The amortization amount in the first term is #\euro# #47000#

We have to write off #\euro \, 400000-10000=390000#. This is written off over #15# years. We will name the installment #a#. Since the installment decreases by #\euro \, 3000# each time, we must have:
\[a+(a-3000)+(a-6000)+\cdots+(a-42000)=390000\]
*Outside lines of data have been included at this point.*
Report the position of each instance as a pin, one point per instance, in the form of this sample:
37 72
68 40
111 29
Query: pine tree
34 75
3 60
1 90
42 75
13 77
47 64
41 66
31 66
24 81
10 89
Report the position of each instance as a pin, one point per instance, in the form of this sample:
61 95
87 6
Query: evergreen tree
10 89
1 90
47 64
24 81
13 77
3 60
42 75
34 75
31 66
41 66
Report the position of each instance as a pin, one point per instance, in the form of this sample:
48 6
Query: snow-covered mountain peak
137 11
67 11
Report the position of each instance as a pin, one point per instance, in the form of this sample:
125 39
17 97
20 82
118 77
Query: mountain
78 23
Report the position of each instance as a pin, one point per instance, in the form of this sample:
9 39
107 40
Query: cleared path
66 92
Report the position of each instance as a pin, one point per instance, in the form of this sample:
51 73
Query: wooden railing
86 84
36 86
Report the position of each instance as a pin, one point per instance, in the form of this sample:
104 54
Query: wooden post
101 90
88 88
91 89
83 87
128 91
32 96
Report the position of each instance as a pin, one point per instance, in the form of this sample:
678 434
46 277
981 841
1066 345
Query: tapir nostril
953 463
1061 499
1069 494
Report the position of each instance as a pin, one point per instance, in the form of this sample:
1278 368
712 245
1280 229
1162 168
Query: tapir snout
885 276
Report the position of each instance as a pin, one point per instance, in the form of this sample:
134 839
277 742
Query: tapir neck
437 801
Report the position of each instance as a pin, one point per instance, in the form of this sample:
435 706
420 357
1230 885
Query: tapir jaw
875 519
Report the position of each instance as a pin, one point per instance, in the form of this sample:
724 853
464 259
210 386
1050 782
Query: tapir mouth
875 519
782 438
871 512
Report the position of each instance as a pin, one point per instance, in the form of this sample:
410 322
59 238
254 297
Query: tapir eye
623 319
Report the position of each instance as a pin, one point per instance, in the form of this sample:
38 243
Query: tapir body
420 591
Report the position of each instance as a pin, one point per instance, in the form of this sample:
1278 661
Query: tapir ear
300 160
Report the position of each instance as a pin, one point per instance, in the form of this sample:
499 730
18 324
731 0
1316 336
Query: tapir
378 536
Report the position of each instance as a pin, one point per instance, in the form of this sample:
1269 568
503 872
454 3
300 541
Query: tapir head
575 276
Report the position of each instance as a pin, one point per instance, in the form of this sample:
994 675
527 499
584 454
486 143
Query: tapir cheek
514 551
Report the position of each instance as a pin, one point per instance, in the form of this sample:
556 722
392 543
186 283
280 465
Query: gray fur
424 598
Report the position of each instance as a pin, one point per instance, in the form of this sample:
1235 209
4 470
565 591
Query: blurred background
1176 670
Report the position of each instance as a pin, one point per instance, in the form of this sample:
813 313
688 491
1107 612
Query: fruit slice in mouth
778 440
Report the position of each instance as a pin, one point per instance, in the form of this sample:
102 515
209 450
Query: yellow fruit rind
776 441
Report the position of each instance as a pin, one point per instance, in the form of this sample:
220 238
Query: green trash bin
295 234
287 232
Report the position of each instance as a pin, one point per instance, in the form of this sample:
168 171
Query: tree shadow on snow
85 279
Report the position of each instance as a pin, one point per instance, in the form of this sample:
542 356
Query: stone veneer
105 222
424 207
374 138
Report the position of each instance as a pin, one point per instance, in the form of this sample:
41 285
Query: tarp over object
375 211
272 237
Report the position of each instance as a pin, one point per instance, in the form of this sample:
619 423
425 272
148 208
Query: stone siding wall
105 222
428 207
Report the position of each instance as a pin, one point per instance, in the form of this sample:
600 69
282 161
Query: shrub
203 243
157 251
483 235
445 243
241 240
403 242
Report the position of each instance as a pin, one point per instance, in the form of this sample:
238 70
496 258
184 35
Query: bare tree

On the left hand side of the equation we have the sum of #n=15# terms of an arithmetic sequence with #v=-3000#. Moreover we have #t_1=a# and #t_{15}=a-42000#. According to the sum formula for an arithmetic sequence the left hand side is equal to \[\frac{1}{2} \cdot n \cdot (t_1+t_n)=\frac{1}{2} \cdot 15 \cdot(a+a-42000)=15\cdot a-315000\]
Hence, we have:
\[15\cdot a-315000=390000\]
This is a linear equation with unknown #a#. It can be solved as follows:
\[\begin{array}{rcl}
15\cdot a-315000&=&390000\\
&& \phantom{xxxxx}\color{blue}{\text{the original equation}}\\
15 \cdot a&=&705000\\
&& \phantom{xxxxx}\color{blue}{\text{added } 315000 \text{ to both sides}}\\
a &=& 47000\\
&& \phantom{xxxxx}\color{blue}{\text{both sides divided by }15}\\
\end{array}\]

We conclude that the amortization amount in the first term is #\euro \, 47000#.